Est-ce ce modèle de société que vous portez ? Une société de suspicion, de contrôle permanent !
Vous faites ce choix, ce n’est pas le nôtre je le répète, nous faisons le choix de la confiance et de la santé publique.
Le passe sanitaire pour nos concitoyens sera une obligation pour la vie quotidienne. Pour d’autres, ce sera une obligation au travail.
Nous refusons que la suspension ou le licenciement soit l’aboutissement de cette obligation en milieu professionnel.
Concernant les soignants, nous comprenons le débat sur l’obligation vaccinale des soignants.
Mais pourquoi là aussi la menace de la suspension et du licenciement ?
Comment osez-vous, après les avoir fait applaudir, menacer d’exclure de leur travail des femmes et des hommes qui ont souvent risqué leur vie pour le pays ?
L’obligation d’isolement que j’évoquais pose également de lourds problèmes de droit.
Nous refusons qu’une mesure privative de libertés, car c’est de cela dont il s’agit, puisse résulter d’un seul test positif, sans décision de justice.
Par ailleurs, comme ne pas constater une nouvelle fois la discrimination à l’égard des moins favorisés qui ne peuvent respecter l’isolement du fait des conditions de logement précaire ?

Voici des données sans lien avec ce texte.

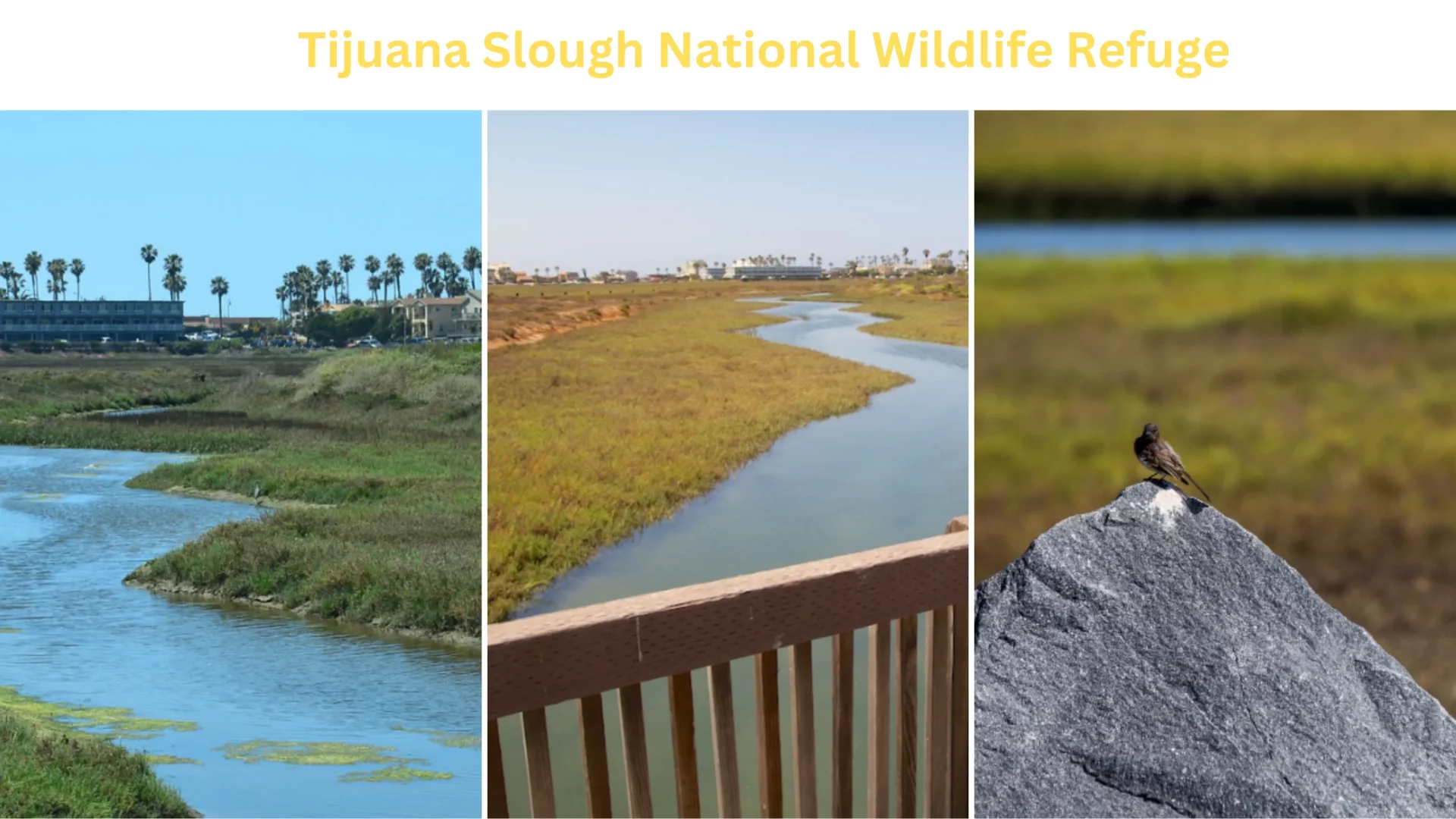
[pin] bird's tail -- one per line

Enfin, M. le Ministre, comment ne pas s’alarmer du changement de donne concernant le système d’information dépistage, le SIDEP qui, réservé au personnel de santé, sera consultable demain par toutes les catégories habilitées à effectuer les contrôles ?
La préservation des données personnelles et le secret médical sont foulés au pied par votre projet.
M. le Ministre, nous voterons contre votre projet, même provisoirement assoupli par le Sénat, car sous le couvert d’un combat pour la vaccination, il accélère un projet de société attentatoire aux libertés et droits des salariés, sans armer notre pays face aux pandémies.